Diabetes Mellitus - Pathophysiology

Pathophysiology

Insulin is the principal hormone that regulates uptake of glucose from the blood into most cells (primarily muscle and fat cells, but not central nervous system cells). Therefore, deficiency of insulin or the insensitivity of its receptors plays a central role in all forms of diabetes mellitus.

Humans are capable of digesting some carbohydrates, in particular those most common in food; starch, and some disaccharides such as sucrose, are converted within a few hours to simpler forms, most notably the monosaccharide glucose, the principal carbohydrate energy source used by the body. The rest are passed on for processing by gut flora largely in the colon. Insulin is released into the blood by beta cells (β-cells), found in the islets of Langerhans in the pancreas, in response to rising levels of blood glucose, typically after eating. Insulin is used by about two-thirds of the body's cells to absorb glucose from the blood for use as fuel, for conversion to other needed molecules, or for storage.
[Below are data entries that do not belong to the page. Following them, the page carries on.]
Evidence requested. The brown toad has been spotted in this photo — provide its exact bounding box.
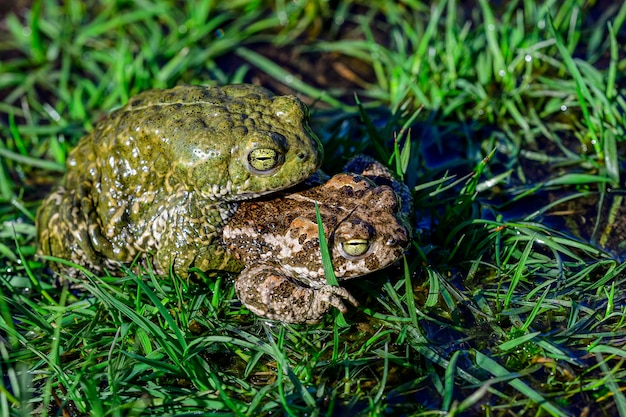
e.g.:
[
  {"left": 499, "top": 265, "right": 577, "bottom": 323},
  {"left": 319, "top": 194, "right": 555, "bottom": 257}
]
[
  {"left": 222, "top": 157, "right": 411, "bottom": 323},
  {"left": 37, "top": 84, "right": 322, "bottom": 275}
]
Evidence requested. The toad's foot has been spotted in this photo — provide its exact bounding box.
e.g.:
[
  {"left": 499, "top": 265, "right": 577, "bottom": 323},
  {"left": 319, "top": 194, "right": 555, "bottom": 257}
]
[{"left": 235, "top": 263, "right": 359, "bottom": 323}]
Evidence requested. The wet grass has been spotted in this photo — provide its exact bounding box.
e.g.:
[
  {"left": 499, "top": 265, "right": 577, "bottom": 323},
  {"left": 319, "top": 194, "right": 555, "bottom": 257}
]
[{"left": 0, "top": 0, "right": 626, "bottom": 416}]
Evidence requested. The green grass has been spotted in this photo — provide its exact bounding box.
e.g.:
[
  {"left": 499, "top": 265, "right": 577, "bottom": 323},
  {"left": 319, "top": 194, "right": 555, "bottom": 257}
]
[{"left": 0, "top": 0, "right": 626, "bottom": 416}]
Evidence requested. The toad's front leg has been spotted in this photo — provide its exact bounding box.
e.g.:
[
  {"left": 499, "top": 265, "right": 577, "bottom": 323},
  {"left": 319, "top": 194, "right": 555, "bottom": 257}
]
[{"left": 235, "top": 263, "right": 358, "bottom": 323}]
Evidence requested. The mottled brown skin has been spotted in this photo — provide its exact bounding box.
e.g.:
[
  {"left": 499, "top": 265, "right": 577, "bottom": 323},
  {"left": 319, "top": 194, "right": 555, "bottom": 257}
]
[
  {"left": 223, "top": 157, "right": 411, "bottom": 323},
  {"left": 37, "top": 84, "right": 322, "bottom": 276}
]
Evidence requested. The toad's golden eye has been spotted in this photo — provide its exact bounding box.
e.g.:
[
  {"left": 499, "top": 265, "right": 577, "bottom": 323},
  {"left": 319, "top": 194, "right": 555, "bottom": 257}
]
[
  {"left": 248, "top": 148, "right": 282, "bottom": 173},
  {"left": 341, "top": 239, "right": 370, "bottom": 258}
]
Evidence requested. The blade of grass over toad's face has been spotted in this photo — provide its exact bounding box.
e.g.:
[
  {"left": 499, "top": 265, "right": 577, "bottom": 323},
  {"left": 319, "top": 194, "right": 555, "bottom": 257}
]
[{"left": 0, "top": 0, "right": 626, "bottom": 415}]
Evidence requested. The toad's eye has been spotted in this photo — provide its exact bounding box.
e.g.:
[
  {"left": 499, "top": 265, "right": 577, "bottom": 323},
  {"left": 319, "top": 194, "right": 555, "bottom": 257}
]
[
  {"left": 248, "top": 148, "right": 282, "bottom": 174},
  {"left": 341, "top": 239, "right": 370, "bottom": 258}
]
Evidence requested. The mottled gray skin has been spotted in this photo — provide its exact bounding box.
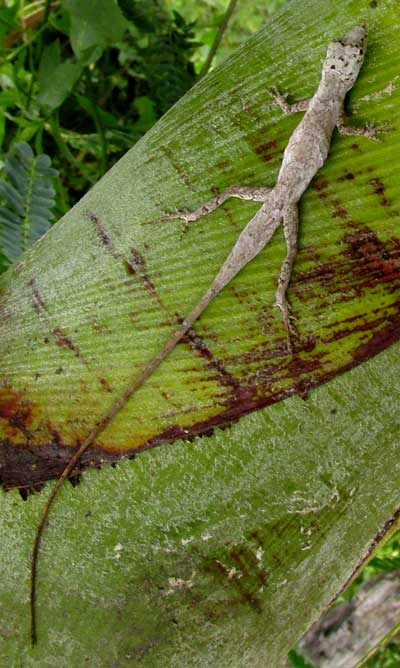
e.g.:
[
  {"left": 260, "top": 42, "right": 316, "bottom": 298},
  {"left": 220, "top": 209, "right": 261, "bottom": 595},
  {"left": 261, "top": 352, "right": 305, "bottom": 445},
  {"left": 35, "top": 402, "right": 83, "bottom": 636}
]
[{"left": 30, "top": 25, "right": 375, "bottom": 644}]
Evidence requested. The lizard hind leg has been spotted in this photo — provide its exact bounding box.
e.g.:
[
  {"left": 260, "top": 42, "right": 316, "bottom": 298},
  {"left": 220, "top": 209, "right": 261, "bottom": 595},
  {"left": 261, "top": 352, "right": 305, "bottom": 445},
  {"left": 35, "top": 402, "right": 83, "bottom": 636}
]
[
  {"left": 275, "top": 204, "right": 299, "bottom": 353},
  {"left": 161, "top": 186, "right": 272, "bottom": 232}
]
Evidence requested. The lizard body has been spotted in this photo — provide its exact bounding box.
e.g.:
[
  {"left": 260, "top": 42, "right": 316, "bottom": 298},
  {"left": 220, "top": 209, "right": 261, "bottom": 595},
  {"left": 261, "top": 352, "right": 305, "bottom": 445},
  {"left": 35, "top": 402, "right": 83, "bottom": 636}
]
[{"left": 30, "top": 25, "right": 375, "bottom": 644}]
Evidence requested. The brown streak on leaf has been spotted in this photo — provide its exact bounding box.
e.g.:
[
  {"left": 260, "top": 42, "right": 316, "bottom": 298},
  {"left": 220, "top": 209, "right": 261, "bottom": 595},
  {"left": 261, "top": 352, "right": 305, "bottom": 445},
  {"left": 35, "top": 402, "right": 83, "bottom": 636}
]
[{"left": 52, "top": 327, "right": 82, "bottom": 359}]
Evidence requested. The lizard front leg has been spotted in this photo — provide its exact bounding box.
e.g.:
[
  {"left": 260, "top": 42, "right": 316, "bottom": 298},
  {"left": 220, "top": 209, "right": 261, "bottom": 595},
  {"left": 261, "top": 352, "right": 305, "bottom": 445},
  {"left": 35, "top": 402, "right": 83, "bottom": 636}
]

Insulin is also the principal control signal for conversion of glucose to glycogen for internal storage in liver and muscle cells. Lowered glucose levels result both in the reduced release of insulin from the β-cells and in the reverse conversion of glycogen to glucose when glucose levels fall. This is mainly controlled by the hormone glucagon, which acts in the opposite manner to insulin. Glucose thus forcibly produced from internal liver cell stores (as glycogen) re-enters the bloodstream; muscle cells lack the necessary export mechanism. Normally, liver cells do this when the level of insulin is low (which normally correlates with low levels of blood glucose).

Higher insulin levels increase some anabolic ("building up") processes, such as cell growth and duplication, protein synthesis, and fat storage. Insulin (or its lack) is the principal signal in converting many of the bidirectional processes of metabolism from a catabolic to an anabolic direction, and vice versa. In particular, a low insulin level is the trigger for entering or leaving ketosis (the fat-burning metabolic phase).

If the amount of insulin available is insufficient, if cells respond poorly to the effects of insulin (insulin insensitivity or resistance), or if the insulin itself is defective, then glucose will not have its usual effect, so it will not be absorbed properly by those body cells that require it, nor will it be stored appropriately in the liver and muscles. The net effect is persistent high levels of blood glucose, poor protein synthesis, and other metabolic derangements, such as acidosis.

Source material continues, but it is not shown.